Optilan
- Company type: Private
- Industry: Communications equipment, security
- Founded: 24 January 1990
- Founder: Tim Allen Richard Buckland Eamonn McFadden
- Headquarters: Coventry, United Kingdom
- Key people: Jason Keith, CEO Dennis O’Leary Board Chair
- Services: System design, integration, installation and maintenance, cable and fibre optic installation, product build and Ttest
- Number of employees: 110 (2022)
- Website: www.optilan.com

= Optilan =

British communications equipment company

Founded in 1990, Optilan operates across a multitude of industries including energy, critical national infrastructure, pipeline, telecommunications and rail projects.

Its head office is located in the United Kingdom, with additional offices in Azerbaijan, United Arab Emirates, Turkey, India, and the United States. It is a privately owned business employing around 200 people on a full-time basis in addition to a number of field experts brought in for specific projects.

Optilan's business operations have evolved since starting off as a communications and fibre optic specialist in 1990. Optilan has expanded into a supplier of communications and security systems, providing design through to site commissioning and support.

==History==

===Early years===
Optilan was formed in 1990 by friends and co-apprentices from GEC Telecommunications (now Telent); Tim Allen, Richard Buckland and Eamonn McFadden.

Prior to forming the company, Buckland and Allen had been working at Walmore Electronics- a fibre optics company in Central London. They left as the company moved into other areas. After discovering that Walmore was no longer continuing in the field of the contracts they had been working on; Allen and Buckland gained their blessing to secure work with a number of the clients including; The BBC, Royal Albert Hall, Honeywell in Taiwan and Dubal Aluminium in Dubai. McFadden, who had been working for GEC in Thailand, then joined the pair to become the third member of the team.

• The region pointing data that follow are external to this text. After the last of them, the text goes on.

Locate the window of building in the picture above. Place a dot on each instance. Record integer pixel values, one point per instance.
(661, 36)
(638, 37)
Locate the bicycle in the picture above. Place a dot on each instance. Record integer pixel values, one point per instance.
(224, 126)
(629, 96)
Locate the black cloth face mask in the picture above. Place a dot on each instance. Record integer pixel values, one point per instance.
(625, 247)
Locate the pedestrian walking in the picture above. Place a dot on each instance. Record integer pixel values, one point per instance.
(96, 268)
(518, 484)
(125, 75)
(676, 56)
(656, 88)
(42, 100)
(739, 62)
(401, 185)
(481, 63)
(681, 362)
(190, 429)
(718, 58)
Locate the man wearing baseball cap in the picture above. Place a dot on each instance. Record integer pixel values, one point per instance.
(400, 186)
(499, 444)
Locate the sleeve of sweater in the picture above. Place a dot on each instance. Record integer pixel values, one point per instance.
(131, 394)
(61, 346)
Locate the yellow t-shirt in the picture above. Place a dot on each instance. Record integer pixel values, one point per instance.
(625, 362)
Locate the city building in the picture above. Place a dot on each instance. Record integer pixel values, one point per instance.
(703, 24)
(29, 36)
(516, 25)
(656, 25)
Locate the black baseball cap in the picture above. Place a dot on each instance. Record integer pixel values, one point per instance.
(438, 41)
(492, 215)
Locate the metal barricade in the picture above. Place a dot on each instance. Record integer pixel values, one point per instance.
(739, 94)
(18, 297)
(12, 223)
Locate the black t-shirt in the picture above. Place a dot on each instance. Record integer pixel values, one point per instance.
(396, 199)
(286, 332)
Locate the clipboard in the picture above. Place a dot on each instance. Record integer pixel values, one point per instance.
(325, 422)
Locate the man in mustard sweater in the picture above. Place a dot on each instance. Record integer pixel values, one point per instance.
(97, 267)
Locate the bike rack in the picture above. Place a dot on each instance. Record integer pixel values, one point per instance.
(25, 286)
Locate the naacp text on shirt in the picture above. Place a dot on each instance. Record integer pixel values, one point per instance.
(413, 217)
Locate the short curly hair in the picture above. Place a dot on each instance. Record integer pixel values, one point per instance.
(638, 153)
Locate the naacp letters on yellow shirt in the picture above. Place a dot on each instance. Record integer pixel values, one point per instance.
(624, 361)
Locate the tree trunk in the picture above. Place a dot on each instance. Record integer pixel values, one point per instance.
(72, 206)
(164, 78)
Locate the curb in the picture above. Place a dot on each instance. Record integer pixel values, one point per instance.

From 1991, Optilan had started taking orders over £100,000, the first of which being in the Isle of Wight for Plessey Radar, where Optilan installed a fibre optic transmission system.

As the company grew in size, Bal Kler and Chris Yarwood joined the three original company founders on the board of directors and more staff were employed on a full-time basis.

===Channel Tunnel Rail Link===
In 2001, Optilan was given the contract to work on the Channel Tunnel Rail Link, providing the CCTV, Data Transmission Network (DTN) and the Local Area Network (LAN). Optilan was also offered the maintenance contract for the support of these systems.

===Coventry Citywide Network===
Coventry City Council's own network was the first of its kind to be installed in the UK in 2007. With over 87 miles of fibre optic cables being laid around Coventry by Optilan, the system now reaches all of the council buildings and schools to meet the demands of the city's 300,000 residents and enable local schools to get faster broadband access. This was also Optilan's first contract for over £10 million.

===Strategic Venture With BlueWaterEnergy===
In 2017, Optilan announced the arrangement of a strategic venture with BlueWaterEnergy Group (BWE), focusing on increasing and developing service offerings on a global scale.

===Acquisition by DarkPulse Inc===
In 2021 Optilan was acquired by DarkPulse Inc, a US public company. DarkPulse is an infrastructure monitoring company focused on Critical Infrastructure/Key Resources monitoring utilizing their patented dark-pulse BOTDA systems worldwide. The company is traded under symbol: DPLS

==Head office locations==

Optilan's Head Office is located in the United Kingdom. The company was previously located in Kenilworth; however had to move due to an increase in company size.

Optilan's equipment build and test areas are located at their Workshop and Manufacturing facility in Leamington Spa. Products from here are distributed worldwide to be fitted within communication and security systems.

Optilan also operates from offices in Baku, Azerbaijan, Ankara, Turkey and the company's US subsidiary Optilan Inc. operates out of Houston, Texas, United States.

==Projects==
- Channel Tunnel Rail Link – providing telecommunications, station communication and security systems.
- Scottish telecoms operator 'Thus' (previously Scottish Telecom) – Principal Contractor for OHL (Overhead Line) Fiber Wrap Replacement projects over Scottish Power's infrastructure
- University of Hertfordshire – providing optical fiber based telecommunications network and CCTV security systems for their de Havilland campus.
- Russian Permafrost Projects – Design and supply of communications infrastructure for the South Shapkino Project, encompassing wellheads, process plant and export pipeline.
- Coventry Wide Area Network (CovWAN)- A£10million upgrade of Coventry City Council's ICT network, called the wide area network (WAN) connecting all council buildings and schools to meet the needs of 300,000 residents and enabling local schools to benefit from improved broadband access and faster internet services.